寿マーガリン

⻤太郎誕生 ゲゲゲの謎の寿マーガリンのレビュー・感想・評価

⻤太郎誕生 ゲゲゲの謎(2023年製作の映画)
4.5
最初の方、戦争を体験して生き残った水木より、
幽霊族のゲゲ郎の方が人間らしくて泣いてしまった。

あんなに強いゲゲ郎も、奥さんの前ではいつも泣き虫で、愛に溢れていて、奥さんのことが、人を好きな奥さんのことが大好きだっていう気持ちがすごく優しく描かれている一方、
幽霊族より遥かに弱いはずの人間、水木は、戦争を生き残ったことで「誰にも踏みつけられない強さが欲しい」と、権力を求めて仕事に邁進していて、社長の娘であるさよさんの好意を便利な道具として扱おうとする。そしてゲゲ郎に「人の気持ちを軽く扱うんじゃない」と叱られる。

どっちが人間なんだかわかんないね。
人間ってグロ過ぎ。人間族は一度滅びた方がいい。支配の心、キモ過ぎる。


「東京に行ったら、女も自由に生きられる•って聞きました。」というセリフで嗚咽が出るほど泣いてしまい、
そりゃ完璧とはかけ離れてるけど、あの村よりはだいぶマシだよ!!泣 早く東京行こうな!!!泣 と思って本当に辛く、悲しくなった。あの村を出る時ですら、さよさんは男に頼らないと出ていけないのだから。

人間の女族、あまりに辛すぎる。
全ての女は生まれながらに十字架を背負わされている。人間の女族は、実質あの工場で縛り付けられて苦しんでるゾンビ達と一緒。子宮の数でカウントされてるような扱いのヘルジャパンは、あの村の工場と一緒。
女を大事にしない国はみんな哭倉村。早く呪詛を解き放ってぶち壊すしかない。

私たちはみんなさよさん。心の中に多かれ少なかれ、さよさんがいる。支配してくる男が憎い。呪詛返しとかこざかしいことすんな。何が陰陽師じゃ、なにが血筋じゃ、世襲制はもう時代遅れなんじゃ、黙って滅びていにしえの歴史の一部となって「昔は世襲制とかあったらしーよー笑 センスねぇよなー笑 キモ過ぎー笑」と、Z世代以降の若者に散々馬鹿にされろ。はよ終われ。

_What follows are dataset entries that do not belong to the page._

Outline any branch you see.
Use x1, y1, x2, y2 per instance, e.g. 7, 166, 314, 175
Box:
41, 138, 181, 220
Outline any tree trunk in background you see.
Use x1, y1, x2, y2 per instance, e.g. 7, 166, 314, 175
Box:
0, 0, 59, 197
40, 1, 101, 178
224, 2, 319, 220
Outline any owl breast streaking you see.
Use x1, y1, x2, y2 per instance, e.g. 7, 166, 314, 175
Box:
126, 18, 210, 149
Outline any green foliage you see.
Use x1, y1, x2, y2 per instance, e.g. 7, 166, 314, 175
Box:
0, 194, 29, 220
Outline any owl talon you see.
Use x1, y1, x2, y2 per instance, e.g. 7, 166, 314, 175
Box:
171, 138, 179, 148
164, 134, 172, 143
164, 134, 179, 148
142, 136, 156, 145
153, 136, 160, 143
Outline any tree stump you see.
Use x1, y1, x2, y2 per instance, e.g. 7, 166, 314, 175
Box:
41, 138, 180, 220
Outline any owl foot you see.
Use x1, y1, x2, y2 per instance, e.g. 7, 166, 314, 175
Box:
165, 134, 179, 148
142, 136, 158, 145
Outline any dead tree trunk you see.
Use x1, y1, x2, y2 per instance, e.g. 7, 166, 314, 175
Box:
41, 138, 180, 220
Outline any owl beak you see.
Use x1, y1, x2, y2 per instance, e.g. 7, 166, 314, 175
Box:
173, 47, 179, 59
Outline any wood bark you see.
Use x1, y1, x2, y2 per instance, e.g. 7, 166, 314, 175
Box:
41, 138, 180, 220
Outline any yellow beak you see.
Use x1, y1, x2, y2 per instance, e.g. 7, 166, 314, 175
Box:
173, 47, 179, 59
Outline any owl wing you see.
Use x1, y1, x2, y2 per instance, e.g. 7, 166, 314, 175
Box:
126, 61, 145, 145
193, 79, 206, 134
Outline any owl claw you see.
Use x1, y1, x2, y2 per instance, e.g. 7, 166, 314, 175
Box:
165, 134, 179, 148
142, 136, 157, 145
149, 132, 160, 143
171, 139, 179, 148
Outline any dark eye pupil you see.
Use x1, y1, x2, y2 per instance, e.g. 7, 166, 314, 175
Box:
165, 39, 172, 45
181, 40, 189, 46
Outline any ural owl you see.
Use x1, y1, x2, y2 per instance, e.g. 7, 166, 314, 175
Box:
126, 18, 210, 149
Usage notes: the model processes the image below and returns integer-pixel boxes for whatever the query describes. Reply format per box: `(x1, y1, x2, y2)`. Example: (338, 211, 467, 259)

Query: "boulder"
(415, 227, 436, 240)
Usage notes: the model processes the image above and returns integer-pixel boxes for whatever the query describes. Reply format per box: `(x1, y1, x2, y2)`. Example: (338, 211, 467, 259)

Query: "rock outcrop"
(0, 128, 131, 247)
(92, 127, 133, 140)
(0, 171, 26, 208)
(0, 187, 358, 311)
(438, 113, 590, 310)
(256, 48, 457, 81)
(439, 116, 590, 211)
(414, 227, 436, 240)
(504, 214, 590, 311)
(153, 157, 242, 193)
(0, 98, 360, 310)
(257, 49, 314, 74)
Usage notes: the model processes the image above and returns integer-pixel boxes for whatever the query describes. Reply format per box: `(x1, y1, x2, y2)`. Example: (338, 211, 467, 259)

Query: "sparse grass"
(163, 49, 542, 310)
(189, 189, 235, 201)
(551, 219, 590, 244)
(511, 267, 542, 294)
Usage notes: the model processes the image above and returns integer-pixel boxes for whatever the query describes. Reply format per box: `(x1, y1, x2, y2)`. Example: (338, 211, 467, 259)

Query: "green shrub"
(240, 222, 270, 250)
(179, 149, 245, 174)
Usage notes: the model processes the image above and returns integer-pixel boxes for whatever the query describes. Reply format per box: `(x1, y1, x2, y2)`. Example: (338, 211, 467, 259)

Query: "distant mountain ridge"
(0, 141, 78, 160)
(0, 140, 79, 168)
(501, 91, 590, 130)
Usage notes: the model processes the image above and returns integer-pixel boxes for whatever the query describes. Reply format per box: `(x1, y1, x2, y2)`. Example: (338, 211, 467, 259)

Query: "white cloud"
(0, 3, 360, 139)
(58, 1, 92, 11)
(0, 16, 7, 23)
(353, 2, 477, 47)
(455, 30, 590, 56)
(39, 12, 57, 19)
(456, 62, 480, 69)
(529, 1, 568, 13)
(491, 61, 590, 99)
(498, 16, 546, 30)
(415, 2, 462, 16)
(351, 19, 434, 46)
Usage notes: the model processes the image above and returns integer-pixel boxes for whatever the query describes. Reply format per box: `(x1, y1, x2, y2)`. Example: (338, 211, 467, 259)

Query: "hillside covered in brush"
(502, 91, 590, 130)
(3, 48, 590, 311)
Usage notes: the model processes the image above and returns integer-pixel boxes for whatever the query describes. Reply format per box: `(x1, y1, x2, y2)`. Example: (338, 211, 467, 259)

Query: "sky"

誰かの苦しみの上に成り立つ贅沢なんて、絶対幸せって呼んじゃいけないよね。戦争もそう、もう勝つとか負けるとか経済発展がどうとかいいから、人間族は「いかにみんなが平和で穏やかに暮らせるか」に目標を移行した方がいい。


話がズレてしまったんですが、すごくテンポも良くて飽きずに観れました。鬼太郎エピソードワンって感じでかなり面白かったし、目玉のオヤジのことを見る目が変わりました。なんて愛が溢れているんだ…オヤジ……好きだ……。昔から知ってるキャッチーでユーモラスなキャラクターが、こんなにも我が子を愛するオヤジの姿だったなんて。愛おしい。

水木しげる先生に、心より尊敬と敬意を込めて。